A multidisciplinary research project aims to create a large IBS biobank and create uniform standards and guidelines to aid in the study of IBS and other functional GI disorders.

Researchers from the Sahlgrenska Academy at the University of Gothenberg, the Karolinska Institutet, and other institutions in 19 countries have formed an interdisciplinary network for the purposes of investigating the causes of irritable bowel syndrome (IBS) in order to improve the diagnosis and treatment of this chronic gastrointestinal disorder that affects millions of people worldwide.

Funded by the European Science Foundation, the GENIEUR (Genes in Irritable Bowel Syndrome Europe) network will “identify genes and DNA variants that may contribute to increase one’s susceptibility to develop bowel symptoms,” according to a news release from the University of Gothenberg.

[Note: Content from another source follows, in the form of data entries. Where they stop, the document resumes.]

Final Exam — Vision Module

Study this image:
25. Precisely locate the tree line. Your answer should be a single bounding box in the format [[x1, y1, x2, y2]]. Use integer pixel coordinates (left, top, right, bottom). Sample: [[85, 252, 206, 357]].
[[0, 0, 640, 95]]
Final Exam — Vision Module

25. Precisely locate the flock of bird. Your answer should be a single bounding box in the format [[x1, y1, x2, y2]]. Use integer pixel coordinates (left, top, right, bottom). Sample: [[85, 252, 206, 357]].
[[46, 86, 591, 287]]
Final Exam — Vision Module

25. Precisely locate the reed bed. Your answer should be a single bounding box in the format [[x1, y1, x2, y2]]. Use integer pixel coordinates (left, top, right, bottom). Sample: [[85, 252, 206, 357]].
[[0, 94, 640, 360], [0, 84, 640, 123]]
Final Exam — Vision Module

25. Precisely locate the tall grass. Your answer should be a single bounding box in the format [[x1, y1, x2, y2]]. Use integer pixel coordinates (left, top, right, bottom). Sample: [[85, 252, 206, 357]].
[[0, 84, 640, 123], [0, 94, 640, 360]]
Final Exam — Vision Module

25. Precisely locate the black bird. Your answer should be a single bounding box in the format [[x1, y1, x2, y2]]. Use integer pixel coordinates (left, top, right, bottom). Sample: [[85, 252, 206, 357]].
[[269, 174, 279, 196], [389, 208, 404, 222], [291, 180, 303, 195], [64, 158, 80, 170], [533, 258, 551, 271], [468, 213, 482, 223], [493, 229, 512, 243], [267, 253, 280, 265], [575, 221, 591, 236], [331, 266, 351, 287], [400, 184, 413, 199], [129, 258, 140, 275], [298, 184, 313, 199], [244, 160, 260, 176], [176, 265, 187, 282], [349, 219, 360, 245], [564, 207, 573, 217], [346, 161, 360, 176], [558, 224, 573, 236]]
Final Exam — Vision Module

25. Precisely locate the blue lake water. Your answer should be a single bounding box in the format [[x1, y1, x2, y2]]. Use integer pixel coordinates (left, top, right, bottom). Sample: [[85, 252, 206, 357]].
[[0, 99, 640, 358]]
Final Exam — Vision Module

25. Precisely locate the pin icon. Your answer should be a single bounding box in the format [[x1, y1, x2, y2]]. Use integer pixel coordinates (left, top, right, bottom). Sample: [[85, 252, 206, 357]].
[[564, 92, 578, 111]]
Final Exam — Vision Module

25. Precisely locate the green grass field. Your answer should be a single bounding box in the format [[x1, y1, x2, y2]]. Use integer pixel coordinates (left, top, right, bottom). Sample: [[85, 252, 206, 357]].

More than 70 research groups will participate in the GENIEUR network. Magnus Simren, MD, PhD, professor of gastroenterology in the Department of Internal Medicine and Clinical Nutrition at the Sahlgrenska Academy, said the goal of GENIEUR is “to use the knowledge of researchers with different expertise in order to solve the mystery of IBS.” Simren is co-Chair of the GENIEUR network and heads a research group that studies the mechanisms underlying the symptoms of IBS.

Mauro D’Amato, Associate Professor of Molecular Genetics, Karolinska Institutet Department of Biosciences and Nutrition, said “IBS is only modestly inherited, and there are so far very few examples of known predisposing genes. We need very large numbers of thoroughly-characterized patients in order to increase our chances to detect true genetic predisposing factors.” D’Amato is a member of the GENIEUR management committee and “leader of the team who discovered the involvement of TNFSF15 and NPSR1 genes in IBS.”

The GENIEUR website describes the project as a “pan-European interdisciplinary network to identify genetic factors (human genetics, epigenetics, metagenomics) contributing to IBS etiopathogenesis” that will bring together an interdisciplinary group of “clinicians specialized in functional GI disorders, immunology and psychiatry and basic scientists focusing on (epi-) genetics, microbiomics and phenotypic analysis of case-control cohorts.”

The GENIEUR network has identified several goals:

  • Standardization and harmonization of criteria for case-control definition and recruitment and IBS patient characterization
  • Establishing a phenotyping tool as gold standard for large-scale studies
  • Creation of a database collecting phenotypic data (standardized data of the phenotyping tool), exposure to environmental factors (exposure to certain germs, infection, gastroenteritis, microbiome data, nutrition) as well as genotypic/epigenetic data
  • Establishment of a biobank fostering a better data availability by collecting patient and control material (blood, tissue, stool) not only for genetic studies but also for analyses of functional / phenotypical consequences of coined genetic factors
  • Identification of (epi-)genetic risk factors for IBS

Accomplishing these will allow the project to “coin harmonized recruitment standards for phenotypic characterization as well as standard operating procedures (SOPs) and define guidelines” for IBS that can be “published in peer reviewed journals and implemented in a database as a central source of information for participating laboratories and clinics.” These will be important tools that allow “clinicians and basic researchers all over the world to perform uniform (epi-) genetic studies in functional GI disorders.”